Does your employee handbook prohibit employees from discussing their salary or bonus with co-workers? Many employers believe there are valid reasons for restricting the disclosure of wage rates and working conditions. For instance, you might worry that such honesty might create unhappy employees and damage employee morale. You may feel that discussion among employees could cause jealousy over or generate uncomfortable situations that require intervention and explanation. This issue is especially pertinent now, since the governor has signed a gender equity pay bill clarifying that “substantially similar” constitutes an equal position.

But did you know that restricting an employee’s ability to discuss wages and/or bonuses is unlawful and exposes you to liability? Labor Code Sections 232 and 232.5 protect the right of employees to discuss both. Moreover, Section 7 of the National Labor Relations Act provides protections for employees to discuss the terms and conditions of their employment.

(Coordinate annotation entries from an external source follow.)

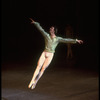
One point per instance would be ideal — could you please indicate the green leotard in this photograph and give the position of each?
(51, 43)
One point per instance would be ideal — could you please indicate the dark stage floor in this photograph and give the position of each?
(55, 84)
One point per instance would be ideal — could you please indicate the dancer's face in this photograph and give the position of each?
(52, 31)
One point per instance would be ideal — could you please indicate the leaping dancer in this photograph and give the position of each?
(51, 42)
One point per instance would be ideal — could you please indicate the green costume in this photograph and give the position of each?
(51, 43)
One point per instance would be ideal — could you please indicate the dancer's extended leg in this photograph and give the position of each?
(45, 65)
(39, 65)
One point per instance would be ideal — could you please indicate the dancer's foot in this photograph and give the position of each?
(32, 82)
(33, 85)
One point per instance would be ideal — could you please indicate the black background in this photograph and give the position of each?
(22, 42)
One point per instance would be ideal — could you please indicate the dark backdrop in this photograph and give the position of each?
(22, 42)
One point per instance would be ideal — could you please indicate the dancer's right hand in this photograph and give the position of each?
(32, 20)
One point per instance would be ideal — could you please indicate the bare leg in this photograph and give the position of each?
(39, 65)
(45, 65)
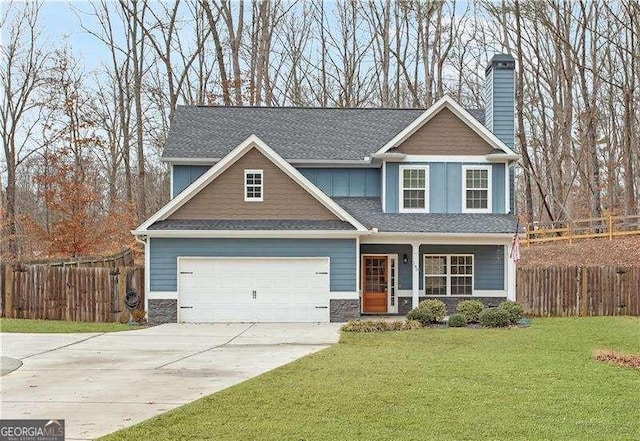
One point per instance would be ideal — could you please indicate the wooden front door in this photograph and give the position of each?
(375, 284)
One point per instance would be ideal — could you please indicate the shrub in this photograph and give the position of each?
(380, 325)
(514, 309)
(423, 316)
(436, 308)
(494, 318)
(457, 321)
(471, 309)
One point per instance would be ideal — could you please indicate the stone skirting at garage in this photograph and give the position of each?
(343, 310)
(163, 311)
(452, 302)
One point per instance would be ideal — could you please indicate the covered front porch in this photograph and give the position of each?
(397, 272)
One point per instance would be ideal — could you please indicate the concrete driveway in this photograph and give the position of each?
(100, 383)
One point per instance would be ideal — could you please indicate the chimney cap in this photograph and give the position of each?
(501, 62)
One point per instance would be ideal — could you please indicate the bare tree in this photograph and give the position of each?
(23, 71)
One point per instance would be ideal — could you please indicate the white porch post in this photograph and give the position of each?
(511, 274)
(415, 273)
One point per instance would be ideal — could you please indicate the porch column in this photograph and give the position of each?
(511, 274)
(415, 273)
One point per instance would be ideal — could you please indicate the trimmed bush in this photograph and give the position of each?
(436, 308)
(380, 325)
(514, 309)
(423, 316)
(457, 321)
(494, 318)
(471, 309)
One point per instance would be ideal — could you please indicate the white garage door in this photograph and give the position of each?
(253, 289)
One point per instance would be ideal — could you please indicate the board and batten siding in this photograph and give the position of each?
(345, 182)
(164, 253)
(223, 198)
(445, 134)
(445, 187)
(488, 263)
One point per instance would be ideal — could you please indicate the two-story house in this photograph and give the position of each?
(318, 214)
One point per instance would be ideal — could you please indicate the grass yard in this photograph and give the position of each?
(443, 384)
(58, 326)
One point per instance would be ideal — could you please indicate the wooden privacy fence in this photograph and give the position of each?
(124, 257)
(91, 294)
(579, 291)
(569, 230)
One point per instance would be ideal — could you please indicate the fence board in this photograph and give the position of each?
(585, 291)
(94, 294)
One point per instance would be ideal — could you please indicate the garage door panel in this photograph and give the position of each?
(286, 290)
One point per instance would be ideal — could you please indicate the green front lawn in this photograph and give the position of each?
(59, 326)
(445, 384)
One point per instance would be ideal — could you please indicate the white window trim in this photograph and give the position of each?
(489, 208)
(448, 274)
(254, 172)
(401, 189)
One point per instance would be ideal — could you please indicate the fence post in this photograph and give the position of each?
(570, 231)
(584, 288)
(8, 291)
(610, 226)
(122, 292)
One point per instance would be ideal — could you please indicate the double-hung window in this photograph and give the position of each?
(476, 197)
(414, 189)
(448, 275)
(253, 186)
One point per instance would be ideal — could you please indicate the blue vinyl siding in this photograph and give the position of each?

This provision is applicable to both non-union and union employers.

Under the Labor Code, no employer may do any of the following:

  • require, as a condition of employment, that an employee refrain from disclosing the amount of his/her wages or information about working conditions;
  • require an employee to sign any document denying the employee the right to disclose the amount of his/her wages or working conditions; or
  • discharge, formally discipline or otherwise discriminate against an employee for disclosing his/her wages or working conditions.

The intention of this law is not to allow employees to disclose proprietary information, trade secret information, or information that is otherwise subject to a legal privilege without the consent of his/her employer. Rather, its purpose is to foster and protect the individual right of open, frank, and honest discussion.

With the governor’s recent signing of the SB358 Equal Pay bill, it’s more important than ever that you be aware of the laws regarding wage discussion among your employees. If you have not recently reviewed your employee handbook and company policy in this area, now is the time!